概要
Microsoftは2026年7月14日、月例セキュリティ更新プログラム「Patch Tuesday」を公開し、史上最多となる622件の脆弱性を修正した(一部報道では570件とも伝えられており、Chromiumベースのコンポーネントの数え方など集計方法の違いによるとみられる)。これは前月6月の約200件の3倍以上にあたる規模で、Windows、Office、SharePoint Server、SQL Server、Azure関連製品、開発者ツールなど広範な製品群が対象となった。とりわけ深刻なのは、SharePoint Server(CVE-2026-56164)とActive Directory Federation Services(AD FS、CVE-2026-56155)における権限昇格の脆弱性2件がすでに実際の攻撃で悪用されている点で、加えてBitLockerのバイパス手法(CVE-2026-50661)も一般に公開済みとなっている。
実悪用中のゼロデイの詳細
CVE-2026-56164はSharePoint Serverにおける認証欠如に起因する権限昇格の脆弱性で、CVSSスコアは5.3とされるが、ネットワーク経由で認証情報なしに悪用可能という点が危険視されている。MandiantのインシデントレスポンスチームとGoogle FLAREチームが発見に関与したとされ、影響を受けるSharePoint Server 2016および2019はまさに本更新日にサポート終了(EOS)を迎えており、拡張セキュリティ更新プログラム(ESU)も提供されないため、緩和策としてAMSI(アンチマルウェアスキャンインターフェース)のフルモード有効化が推奨されている。もう一方のCVE-2026-56155はAD FSにおけるアクセス制御の粒度不足に起因する権限昇格の脆弱性で、CVSSスコアは7.8。既に何らかの認証を得た攻撃者がローカルで権限を昇格させる手口とされ、Microsoft社内のインシデント対応部隊DARTが発見に関わったという。このうちAD FSの脆弱性(CVE-2026-56155)は米CISAの既知悪用脆弱性(KEV)カタログに追加されている一方、SharePointの脆弱性(CVE-2026-56164)については記事執筆時点でKEVカタログに未追加と報じられている。これらに加え、物理アクセスを持つ攻撃者がBitLockerによる暗号化を回避できるCVE-2026-50661(CVSS 6.1)も一般公開済みだが、こちらは現時点で実悪用は確認されていない。
修正された脆弱性の内訳
今回の更新全体の内訳を見ると、権限昇格が254件と最多を占め、リモートコード実行(RCE)が145件、情報漏えいが102件、サービス拒否(DoS)が35件、セキュリティ機能バイパスが17件、なりすましが16件と続く。
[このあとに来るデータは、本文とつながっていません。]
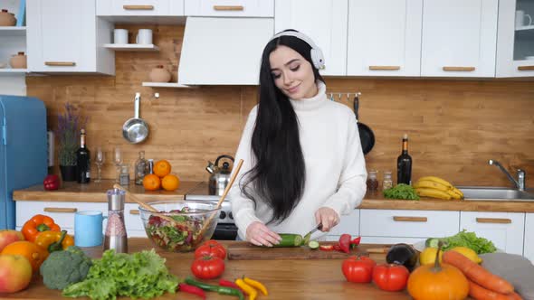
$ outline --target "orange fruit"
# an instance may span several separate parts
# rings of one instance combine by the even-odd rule
[[[32,265],[33,274],[39,272],[41,264],[48,258],[47,250],[27,240],[15,241],[5,246],[1,254],[20,255],[26,258]]]
[[[148,174],[143,178],[143,186],[147,191],[157,191],[161,186],[161,179],[155,174]]]
[[[160,160],[154,164],[154,173],[157,176],[165,177],[167,174],[170,173],[170,164],[164,160]]]
[[[180,186],[180,180],[175,174],[165,175],[161,180],[161,186],[165,191],[175,191]]]

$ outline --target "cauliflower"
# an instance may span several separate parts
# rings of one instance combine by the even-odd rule
[[[41,265],[43,282],[48,288],[62,290],[85,279],[91,264],[91,258],[76,246],[52,252]]]

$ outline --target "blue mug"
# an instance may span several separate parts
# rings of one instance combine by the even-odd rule
[[[101,245],[104,219],[101,211],[77,211],[74,215],[74,245],[78,247]]]

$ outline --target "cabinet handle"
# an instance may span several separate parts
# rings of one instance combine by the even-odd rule
[[[443,67],[443,70],[460,70],[460,71],[472,71],[474,67]]]
[[[397,70],[400,66],[369,66],[371,70]]]
[[[63,207],[45,207],[43,211],[46,212],[76,212],[78,211],[78,209],[70,209]]]
[[[476,218],[477,223],[491,223],[491,224],[511,224],[510,219],[496,219],[496,218]]]
[[[129,11],[151,11],[154,5],[122,5],[122,8]]]
[[[393,220],[397,222],[425,222],[428,220],[426,217],[402,217],[394,216]]]
[[[243,5],[214,5],[214,9],[216,11],[243,11],[244,7]]]
[[[519,66],[519,70],[534,70],[534,66]]]
[[[76,65],[74,61],[44,61],[44,64],[47,66],[53,66],[53,67],[73,67]]]

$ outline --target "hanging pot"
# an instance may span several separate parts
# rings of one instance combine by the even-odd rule
[[[375,146],[375,134],[368,126],[361,123],[358,117],[358,111],[359,108],[359,93],[357,93],[354,97],[354,114],[356,115],[356,120],[358,121],[358,131],[359,132],[359,140],[361,142],[361,149],[364,155],[367,155]]]
[[[124,122],[122,126],[122,136],[131,144],[141,143],[148,136],[148,124],[139,117],[140,100],[141,93],[136,93],[134,117]]]

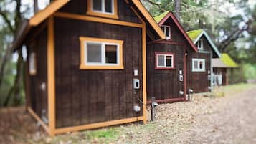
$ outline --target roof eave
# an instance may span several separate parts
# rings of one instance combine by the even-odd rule
[[[161,27],[153,19],[149,12],[146,9],[144,6],[138,0],[132,0],[135,6],[141,11],[141,14],[143,14],[145,18],[148,20],[148,23],[153,27],[156,33],[159,35],[160,38],[162,39],[166,39],[166,34],[163,32]]]
[[[181,24],[179,22],[178,19],[175,17],[175,16],[169,11],[159,22],[158,25],[161,27],[167,19],[169,17],[171,17],[176,25],[178,27],[178,29],[181,32],[183,35],[185,37],[186,39],[188,41],[189,44],[191,46],[192,49],[196,52],[198,52],[198,49],[197,47],[194,45],[193,43],[192,40],[189,38],[189,35],[186,34],[185,30],[183,29],[181,27]]]

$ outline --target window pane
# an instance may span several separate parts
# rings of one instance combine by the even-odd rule
[[[163,32],[164,32],[164,27],[161,27],[161,29],[162,29]]]
[[[167,37],[170,37],[170,27],[166,27],[166,35]]]
[[[196,60],[194,61],[194,68],[198,69],[198,62]]]
[[[157,56],[157,65],[164,67],[164,55]]]
[[[199,62],[199,69],[203,69],[203,61]]]
[[[168,55],[166,56],[166,67],[172,67],[172,56]]]
[[[36,54],[34,52],[32,52],[30,54],[29,57],[29,72],[33,73],[35,72],[36,71],[36,67],[35,67],[35,58],[36,58]]]
[[[87,62],[101,63],[101,44],[87,43]]]
[[[105,11],[112,13],[113,0],[105,0]]]
[[[101,5],[102,5],[101,0],[93,0],[93,10],[102,11]]]
[[[117,64],[118,47],[116,45],[105,45],[105,63]]]

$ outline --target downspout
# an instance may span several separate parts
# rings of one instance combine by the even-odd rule
[[[210,52],[210,57],[211,57],[211,90],[210,92],[212,92],[213,90],[213,84],[212,84],[212,72],[213,72],[213,68],[212,68],[212,52]]]

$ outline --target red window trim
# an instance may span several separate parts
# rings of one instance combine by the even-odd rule
[[[173,67],[157,67],[157,54],[171,54],[173,57]],[[172,52],[155,52],[155,69],[175,69],[175,54]]]
[[[166,27],[166,26],[169,27],[169,28],[170,28],[170,39],[168,39],[167,41],[171,41],[171,40],[172,40],[171,27],[169,26],[169,25],[162,24],[162,25],[161,26],[161,27]],[[163,32],[164,33],[164,32]]]

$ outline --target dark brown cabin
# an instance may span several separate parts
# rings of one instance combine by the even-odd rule
[[[188,88],[194,93],[209,92],[212,89],[212,58],[219,57],[219,52],[204,29],[190,31],[187,34],[199,50],[188,52]]]
[[[166,34],[166,40],[152,36],[148,40],[148,102],[152,97],[157,102],[185,100],[186,51],[196,52],[197,49],[171,12],[163,13],[155,19]]]
[[[232,75],[237,64],[227,53],[222,53],[220,58],[212,59],[213,86],[228,85],[229,73]]]
[[[104,1],[55,0],[17,32],[27,110],[52,136],[146,123],[146,31],[165,34],[140,1]]]

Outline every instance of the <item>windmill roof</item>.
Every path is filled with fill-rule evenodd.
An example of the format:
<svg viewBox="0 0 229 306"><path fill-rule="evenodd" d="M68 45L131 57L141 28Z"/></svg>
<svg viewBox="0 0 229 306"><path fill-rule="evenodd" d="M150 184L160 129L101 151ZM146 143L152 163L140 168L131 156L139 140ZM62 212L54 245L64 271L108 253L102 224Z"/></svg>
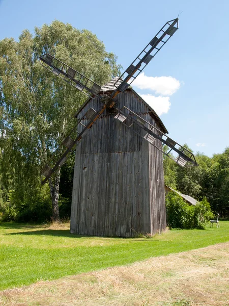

深刻度「Critical」に分類された脆弱性は59件にのぼる。製品別ではWindowsが416件と突出して多く、その中にはCVSSスコア9.9と評価されたVMSwitchのRCE(CVE-2026-57092)やDHCP関連のRCE5件が含まれる。ほかにもOfficeが82件、Microsoft Edgeが46件(うちMicrosoft独自の修正は21件、残りはChromium由来の再掲)、SharePoint Serverが17件(Rapid7が報告したJWT認証バイパスのCVE-2026-55040を含む)、開発者ツールが27件(Visual StudioやVS Codeのセキュリティ機能バイパスなど)となっている。なお、SharePointのCVE-2026-55040は別のRCE脆弱性と連鎖させることで未認証のRCEに発展しうるとされるが、そのRCE部分の修正は8月まで持ち越しとなる見込みだ。あわせて、Kerberos認証で脆弱とされるRC4暗号方式について、今回の更新で無効化のロールバックを可能にしていたスイッチ「RC4 DefaultDisablementPhase」が削除された。RC4を使用するレガシーなサービスアカウントが残っている組織は、更新適用前に洗い出しを行い、AESキーを生成させるためのパスワードローテーションを実施しないと認証障害を招く恐れがある。
背景と今後の展望
Microsoftは今回の脆弱性件数急増の背景として、複数のAIモデルを組み合わせた社内スキャニングシステム「MDASH」の活用を挙げている。同システムはWindowsのバイナリを検査し、疑わしい脆弱性を自動的にテストする一方、最終的な承認は引き続き人間の専門家が担っているという。600件を超える脆弱性が一度に公開される状況下では、CVSSスコアのみに基づく優先順位付けはもはや不十分との指摘が専門家から相次いでおり、記事内ではCISAのKEVカタログや悪用可能性スコアであるEPSS、Microsoft自身が付与する「悪用済み」フラグを基準に対応の優先順位を決め、迅速にパッチを適用すべきだとの助言がなされている。また別の専門家は、インターネットへの露出度や資産の用途、業務への影響度といった要素も数値スコアと合わせて考慮すべきだと述べている。